Montefortino, or Montefurtì in the local dialect, is a small town of medieval origin with 1,079 inhabitants, located in the mountains of the Central Apennines. Montefortino is one of those places that everyone would like to leave, because, as they always say, "there is nothing here". But it is also one of those places where those who have left always want to return. Above all, it is the town where I grew up, where I have lived all my life and from which I had to leave too early, first for studies and then for work.
It's not true that there is nothing here, but it is true that there is less and less here. Over the course of my life I have seen factories close, jobs disappear, activities cease and too often I have seen my fellow citizens leave in search of a job or simply a place that could offer better prospects.
We continue to abandon places like Montefortino because they are no longer economically competitive, ahistorical and deprived of the comforts we have become accustomed to; we make them empty shop windows, open-air museums devoid of everything that makes them alive. We entrust the fate of these places to the tourism machine, which fills them with visitors but empties them of their inhabitants.
The idea of this photographic project is that of an investigation, obviously not exhaustive, on what my hometown is like in the first years of this decade. With these images, taken over the last three years, I tried to understand who the "Montefortinesi" are and what they do today, what remains of the town of the past and how the territory and its inhabitants have changed.

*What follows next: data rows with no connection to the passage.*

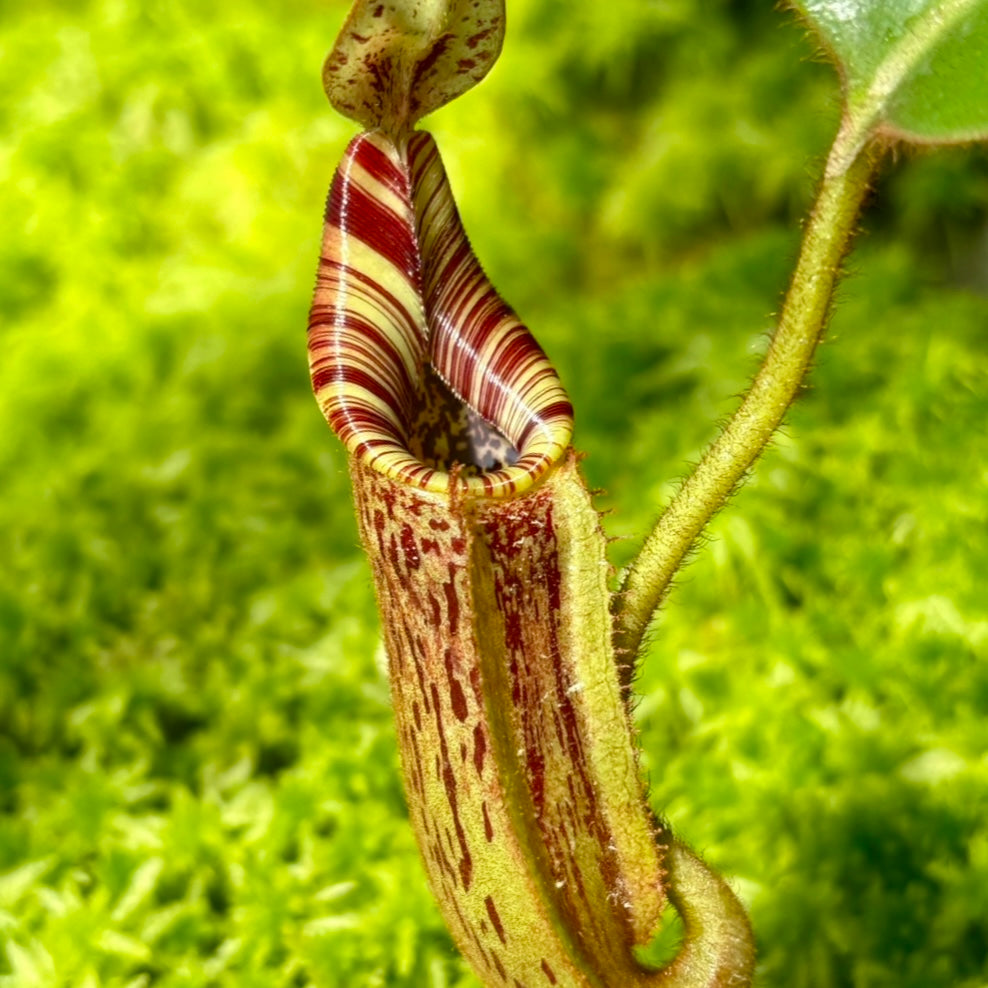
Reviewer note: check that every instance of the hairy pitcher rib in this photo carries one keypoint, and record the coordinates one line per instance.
(489, 565)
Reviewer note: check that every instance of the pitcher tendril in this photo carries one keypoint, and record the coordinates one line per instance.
(517, 749)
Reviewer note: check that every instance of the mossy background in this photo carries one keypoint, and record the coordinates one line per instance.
(198, 780)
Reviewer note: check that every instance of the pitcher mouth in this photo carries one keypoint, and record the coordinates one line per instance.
(419, 366)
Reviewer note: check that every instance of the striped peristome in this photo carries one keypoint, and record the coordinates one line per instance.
(403, 315)
(518, 757)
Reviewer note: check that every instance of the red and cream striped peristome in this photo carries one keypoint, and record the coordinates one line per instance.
(489, 564)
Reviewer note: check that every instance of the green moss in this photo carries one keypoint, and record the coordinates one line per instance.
(198, 778)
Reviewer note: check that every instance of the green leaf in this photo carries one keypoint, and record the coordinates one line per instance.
(397, 60)
(912, 69)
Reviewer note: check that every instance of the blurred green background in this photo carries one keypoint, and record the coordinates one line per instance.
(198, 780)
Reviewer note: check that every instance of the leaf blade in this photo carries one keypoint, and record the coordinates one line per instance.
(913, 69)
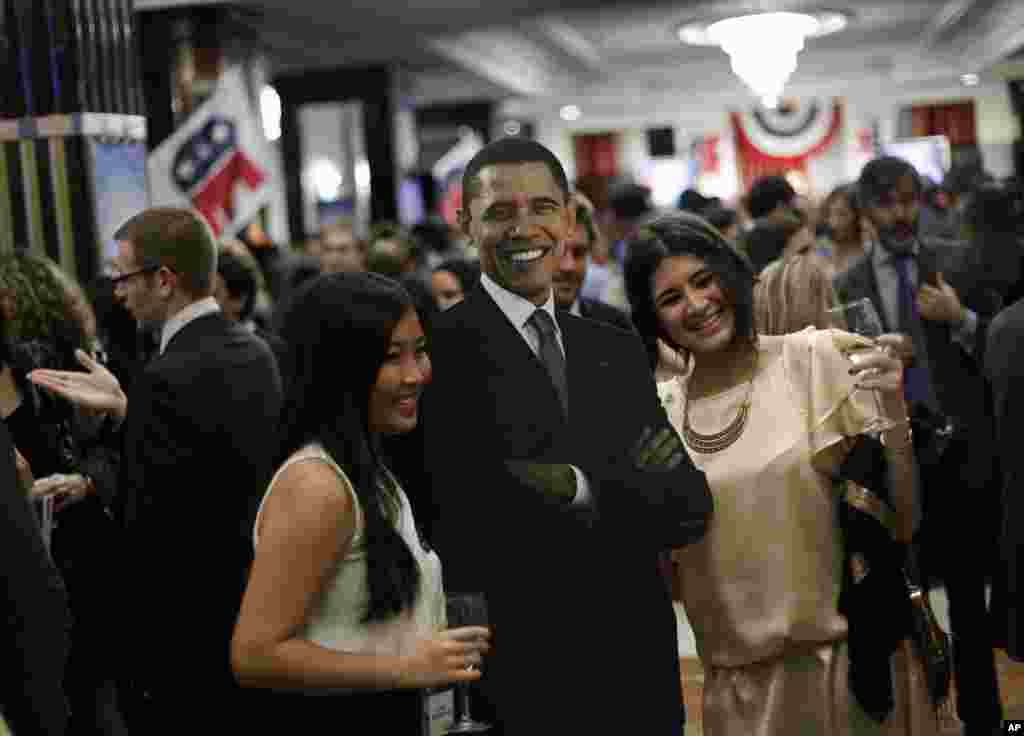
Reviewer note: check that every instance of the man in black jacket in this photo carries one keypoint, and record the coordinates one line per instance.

I tried to go beyond the rhetoric of the beautiful "village" country that so much is wanted to be shown nowadays, because Montefortino is also a place made of ugliness, ruins, fraternal hostility and denial of one's past.
By mixing my photographs with documents, data, thoughts and the voice of those who represent this country that I love so much, I tried to make a portrait of what Montefortino is for me: a place with a thousand memories, dreams, lost hopes and with a future increasingly uncertain. A place from which I left without ever being able to truly abandon it; a place I think about when I'm away and a place I want to escape from when I'm in it; a place that made me feel guilty every time I left, because every absence here leaves an unfillable void.